Now, the rocket's failure has transformed a carefully manicured media campaign into a public relations nightmare. Pyongyang rarely invites large numbers of foreign press into the country, and has ensured close international scrutiny of the rocket test. Initial expectations were that a live feed of the launch would be broadcast for journalists and would be followed by statements from North Korean government officials and scientific experts. But in the aftermath of the failure, the government has turned back to hyping its massive official parades, presumably to draw attention away from the failed satellite launch.
In the days leading up to the rocket test, North Korean authorities allowed journalists to travel to the launch site and the command center monitoring the rocket. The date of the highly anticipated launch was kept secret, but was set to coincide with a week of parades dedicated to the 100th anniversary of the birth of Kim Il-sung, the founder of the North Korean republic.
The failure of the launch was not a secret in the North Korean capital. North Korean state television, one of the few news sources available to locals, gave a short statement that the rocket launch had failed afterthe South Korean Defense Ministry announced that it had monitored the crash this morning.
"The Earth observation satellite failed to enter its preset orbit," a newsreader said on North Korea's state TV. "Scientists, technicians and experts are now looking into the cause of the failure."
Yet little more information was forthcoming. A hastily assembled official press conference on the rocket was suddenly cancelled Friday morning, and close to noon, handlers trundled the haggard press corps onto buses under high security.

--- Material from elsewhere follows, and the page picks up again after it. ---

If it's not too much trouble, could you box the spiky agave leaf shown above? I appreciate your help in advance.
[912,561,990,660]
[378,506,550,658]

Expectations were that the government would make an official statement on the rocket launch's failure and give closure to the day's highly public embarassment.

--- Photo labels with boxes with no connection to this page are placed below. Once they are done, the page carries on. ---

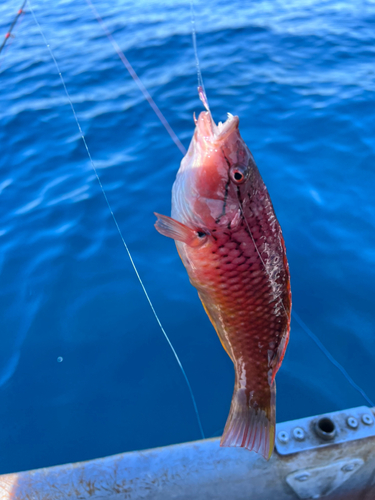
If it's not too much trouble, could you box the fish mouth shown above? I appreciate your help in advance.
[194,111,240,143]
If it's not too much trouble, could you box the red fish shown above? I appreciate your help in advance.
[155,111,291,460]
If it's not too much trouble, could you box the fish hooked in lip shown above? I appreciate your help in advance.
[155,111,291,459]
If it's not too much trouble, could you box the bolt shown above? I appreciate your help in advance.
[294,472,310,482]
[346,417,358,429]
[362,413,374,425]
[293,427,305,441]
[277,431,289,444]
[341,464,355,472]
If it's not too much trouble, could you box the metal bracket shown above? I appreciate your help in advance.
[286,458,364,499]
[276,406,375,458]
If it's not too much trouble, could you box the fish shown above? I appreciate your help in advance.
[155,110,291,460]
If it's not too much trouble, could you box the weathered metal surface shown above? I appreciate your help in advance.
[0,406,375,500]
[286,458,364,498]
[276,406,375,455]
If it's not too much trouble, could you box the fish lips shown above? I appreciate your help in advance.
[195,111,240,144]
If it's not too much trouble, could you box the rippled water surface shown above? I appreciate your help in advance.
[0,0,375,472]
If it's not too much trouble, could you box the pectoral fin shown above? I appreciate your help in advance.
[154,212,206,247]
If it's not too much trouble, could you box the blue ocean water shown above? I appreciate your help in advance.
[0,0,375,473]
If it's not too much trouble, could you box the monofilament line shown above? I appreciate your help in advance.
[28,0,205,439]
[86,0,186,155]
[190,0,210,111]
[239,197,375,406]
[0,0,27,54]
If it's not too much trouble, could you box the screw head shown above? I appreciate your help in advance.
[341,464,355,472]
[277,431,289,444]
[346,417,358,429]
[362,413,374,425]
[293,427,305,441]
[294,472,310,482]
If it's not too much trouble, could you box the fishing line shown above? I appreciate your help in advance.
[29,0,205,439]
[0,0,27,54]
[239,201,375,407]
[86,0,186,156]
[190,0,210,111]
[0,0,27,70]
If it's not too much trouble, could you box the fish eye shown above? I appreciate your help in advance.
[230,165,247,184]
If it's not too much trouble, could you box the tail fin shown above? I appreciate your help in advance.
[220,382,276,460]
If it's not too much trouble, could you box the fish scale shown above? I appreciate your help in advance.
[155,112,291,459]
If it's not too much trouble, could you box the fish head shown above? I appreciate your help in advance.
[172,111,257,232]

The fanfare instead turned out to be in honor of a new, approximately 25-meter tall bronze statue of Kim Jong-il, North Korea's late leader and father to Kim Jong-un, the country's 29-year-old president. More than 100,000 North Koreans came out for a government organized celebration Friday evening with bright costumes, flags and flowers to celebrate the unveiling of the monument.
Accompanied by a military brass band and a fireworks display, close to a dozen government officials gave speeches extolling Kim Il-sung’s legacy. Yet the topic of the satellite launch was ignored entirely. Government-assigned handlers and translaters allowed interviews with North Koreans at the rally, but they hastily shooed away questions about reactions to the rocket's failure, saying the topic was forbidden.
The question now is how North Korea may salvage its reputation with foreign press planning to remain in the capital until Tuesday. Going off of Friday’s events and the omnipresent preparations for Sunday's parade, attention is now being directed at the centennial of Kim Il-sung’s birth.
Yet talk has also surfaced that North Korea may go ahead with a nuclear test that was rumored to be set to follow the launch. Anton Khlopkov, the editor of Nuclear Club magazine and just one of dozens of experts invited to Pyongyang for the launch, said a nuclear test could mitigate the fallout from the rocket's failure. “[A test] would make it possible that the release of the rocket won't become a serious, destablizing factor,” he said in an interview at Friday evening's parade.
The views expressed in this article are the author's and may not necessarily represent those of RIA Novosti.